Changement climatique: gagner 4 fois plus avec la réduction des risques

Publié le par Alain GYRE

Changement climatique: Gagner 4 fois plus avec la réduction des risques

     

 

Vendredi, 07 Septembre 2012

 

La prochaine saison cyclonique approche et il faut rappeler que Madagascar est le 3ème pays d’Afrique le plus exposé aux phénomènes du changement climatique. Le coordonateur de l’Initiative commune de plaidoyer pour la réduction des risques de catastrophes à Madagascar (ICPM), Alain Rakotovao souligne qu’investir 1 dollar dans la Réduction des risques de catastrophes (RRC) fait gagner 4 dollars en termes de catastrophe évitée. Hier à l’hôtel Paon d’or, lors de la conférence-débat et l’atelier sur la RRC et le développement, il a expliqué : « Si le pays élabore et met en œuvre une politique nationale et une stratégie de RRC, il fera beaucoup d’économies tout en réduisant les dégâts occasionnés par les cataclysmes naturels. Jusqu’ici, les actions d’urgence nécessitent plusieurs millions de dollars, alors qu’avec la RRC, on peut affecter une bonne partie de cet argent à d’autres postes de dépenses ». Une politique nationale et une stratégie de RRC sont donc indispensables, d’autant que la tendance va jusqu’ici vers les réponses aux urgences. Le coordonnateur de l’ICPM avance qu’il faut aller au-delà de l’aide alimentaire et des autres aides d’urgence.

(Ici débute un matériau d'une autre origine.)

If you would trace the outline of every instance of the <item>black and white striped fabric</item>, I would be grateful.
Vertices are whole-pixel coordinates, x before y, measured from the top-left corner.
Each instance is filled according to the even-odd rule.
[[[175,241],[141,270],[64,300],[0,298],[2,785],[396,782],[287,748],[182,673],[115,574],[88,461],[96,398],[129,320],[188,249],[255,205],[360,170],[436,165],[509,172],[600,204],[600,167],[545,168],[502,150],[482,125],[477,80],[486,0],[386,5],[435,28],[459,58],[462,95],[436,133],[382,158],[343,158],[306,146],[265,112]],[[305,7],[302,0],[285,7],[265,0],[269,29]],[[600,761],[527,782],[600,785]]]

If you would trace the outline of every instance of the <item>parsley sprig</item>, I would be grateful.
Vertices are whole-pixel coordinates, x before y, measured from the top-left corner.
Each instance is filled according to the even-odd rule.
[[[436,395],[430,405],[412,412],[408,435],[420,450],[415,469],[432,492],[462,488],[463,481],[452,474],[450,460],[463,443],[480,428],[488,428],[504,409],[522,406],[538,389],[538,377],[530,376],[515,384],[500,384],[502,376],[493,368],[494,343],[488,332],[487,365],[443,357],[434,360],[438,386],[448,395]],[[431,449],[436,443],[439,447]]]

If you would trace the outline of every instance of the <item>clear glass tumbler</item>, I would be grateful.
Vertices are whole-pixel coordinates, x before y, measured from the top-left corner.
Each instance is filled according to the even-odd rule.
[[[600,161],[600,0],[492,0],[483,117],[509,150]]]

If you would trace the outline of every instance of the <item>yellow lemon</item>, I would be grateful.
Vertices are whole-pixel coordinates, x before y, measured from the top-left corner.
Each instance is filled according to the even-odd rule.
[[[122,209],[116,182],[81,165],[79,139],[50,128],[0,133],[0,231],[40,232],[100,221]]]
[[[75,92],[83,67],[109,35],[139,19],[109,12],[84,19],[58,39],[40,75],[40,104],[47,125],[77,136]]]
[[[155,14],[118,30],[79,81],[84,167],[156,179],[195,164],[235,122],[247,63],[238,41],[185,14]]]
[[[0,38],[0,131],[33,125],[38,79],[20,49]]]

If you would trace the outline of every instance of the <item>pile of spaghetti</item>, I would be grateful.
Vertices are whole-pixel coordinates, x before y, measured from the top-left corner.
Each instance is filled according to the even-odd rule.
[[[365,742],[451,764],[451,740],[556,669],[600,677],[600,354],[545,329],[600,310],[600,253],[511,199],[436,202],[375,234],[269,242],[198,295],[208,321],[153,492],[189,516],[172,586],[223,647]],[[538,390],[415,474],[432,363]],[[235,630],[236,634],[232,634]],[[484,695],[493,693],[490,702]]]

D’ailleurs, les données de la FAO indiquent que le 1/3 du budget de l’aide alimentaire n’arrive jamais dans les pays bénéficiaires. Il est dépensé dans les pays donateurs en achat de denrées alimentaires, en transport... Notons que les Etats-Unis sont les premiers fournisseurs d’aide alimentaire dans le monde. Mais concrètement, comment réduire les risques de catastrophes ? Le coordonnateur de l’ICMP répond : « On peut citer la mise en place préalable d’abris de refuge. Sur le littoral est du pays, les eaux montent jusqu’à 3 m lors des inondations et ces abris permettent de réduire les dégâts provoqués par ces eaux ». Le directeur du projet de formation pour l’obtention du Diplôme multidisciplinaire en gestion des risques et catastrophes (DMGRC) à l’université d’Antananarivo, Tianamahefasoa Randrianalijaona avance que la recherche fait aussi partie de la RRC : « Elle identifie et analyse les dangers. D’où l’importance du partenariat entre les acteurs de terrain et les chercheurs ». Depuis 2008, des ONGs et entités, à savoir ICCO/SAF FJKM, Médecins du monde, Medair, Care Nord et FAO/Diakonia mettent en œuvre la RRC et travaillent sur l’axe Antalaha-Vangaindrano, soit sur tout le littoral est du pays.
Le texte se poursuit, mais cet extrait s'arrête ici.